Now analytic torsion is defined in terms of the eigenvalues of the Laplacian, acting on the de Rham complex; essentially, one takes the alternating product of the zeta-regularized determinants of the Laplacian, suitably normalized. This is all reasonably natural.

What bothers me about this definition is that it depends so strongly on properties of the de Rham complex, which I see as just a (particularly nice) choice of acyclic resolution for the constant sheaves $\underline{\mathbb{R}}$ or $\underline{\mathbb{C}}$. So my question is:

Is it possible to recover the analytic torsion from the derived category of sheaves over (a compact Riemannian manifold) $M$?

I would also be happy with any other "intrinsic" characterization of analytic torsion.

EDIT (3/15/2011): This is profilesdroxford54's suggested recipe as I understand it: (1) Take the determinant of any perfect complex resolving the constant sheaf, with its natural integral structure coming from the inclusion of the constant sheaf $\underline{\mathbb{Z}}$ in $\underline{\mathbb{R}}$; (2) Take the determinant of the de Rham complex with the integral structure given by zeta regularization; (3) The difference in the two integral structures is the analytic torsion (though I do not immediately see why there is a natural map between the two determinant lines, which is essential). Of course this recipe does not free us from the de Rham complex, but it suggests a way to do so, which I'll flesh out in three more focused questions.

(1) Is there a good theory of the derived category of sheaves on a compact Riemannian manifold, with some extra structure (i.e. self-dual, as in the case of the de Rham complex over compact Riemannian manifolds, or equivalently, with an inner product)? This seems to me like a very natural thing to study, so I am not as pessimistic as profilesdroxford54.

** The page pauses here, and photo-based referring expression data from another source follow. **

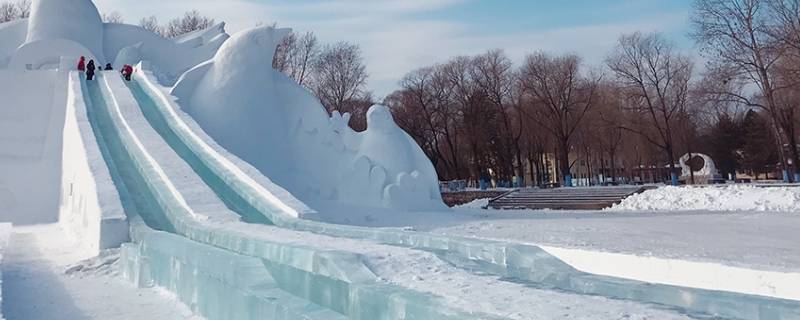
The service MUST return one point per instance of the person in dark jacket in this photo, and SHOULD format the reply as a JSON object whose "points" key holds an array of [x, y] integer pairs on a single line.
{"points": [[90, 69], [82, 64]]}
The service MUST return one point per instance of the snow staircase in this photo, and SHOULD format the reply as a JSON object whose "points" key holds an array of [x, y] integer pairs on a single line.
{"points": [[564, 198]]}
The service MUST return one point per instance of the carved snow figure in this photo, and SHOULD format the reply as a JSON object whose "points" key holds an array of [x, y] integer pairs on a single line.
{"points": [[60, 31], [701, 166], [411, 182], [50, 36], [281, 129]]}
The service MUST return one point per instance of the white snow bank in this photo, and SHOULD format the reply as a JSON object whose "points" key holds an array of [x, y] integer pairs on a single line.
{"points": [[91, 211], [5, 234], [128, 44], [691, 274], [12, 35], [266, 119], [31, 122], [727, 198], [74, 20]]}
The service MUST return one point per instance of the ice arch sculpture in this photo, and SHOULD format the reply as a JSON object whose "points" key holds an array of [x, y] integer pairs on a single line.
{"points": [[701, 166]]}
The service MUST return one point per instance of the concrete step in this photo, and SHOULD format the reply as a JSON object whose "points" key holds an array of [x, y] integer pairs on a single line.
{"points": [[564, 198]]}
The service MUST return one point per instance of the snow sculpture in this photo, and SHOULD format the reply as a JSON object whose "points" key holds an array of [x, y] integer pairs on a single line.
{"points": [[60, 31], [60, 28], [700, 166], [281, 129]]}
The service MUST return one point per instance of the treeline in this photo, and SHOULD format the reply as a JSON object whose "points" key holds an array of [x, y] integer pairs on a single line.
{"points": [[642, 109], [481, 117]]}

(2) In the framework of such a derived category (which must contain lots of infinite-dimensional objects, e.g. the de Rham complex) is there a good theory of the determinant, and does it agree with the zeta-regularized determinant? Someone recently mentioned some determinantal theory in the infinite-dimensional derived setting to me, but I know next to nothing about this sort of thing; references are welcome.

(3) Why is there a canonical map (up to sign?) between this new determinant line and the usual one (which is necessary to compare integral structure)?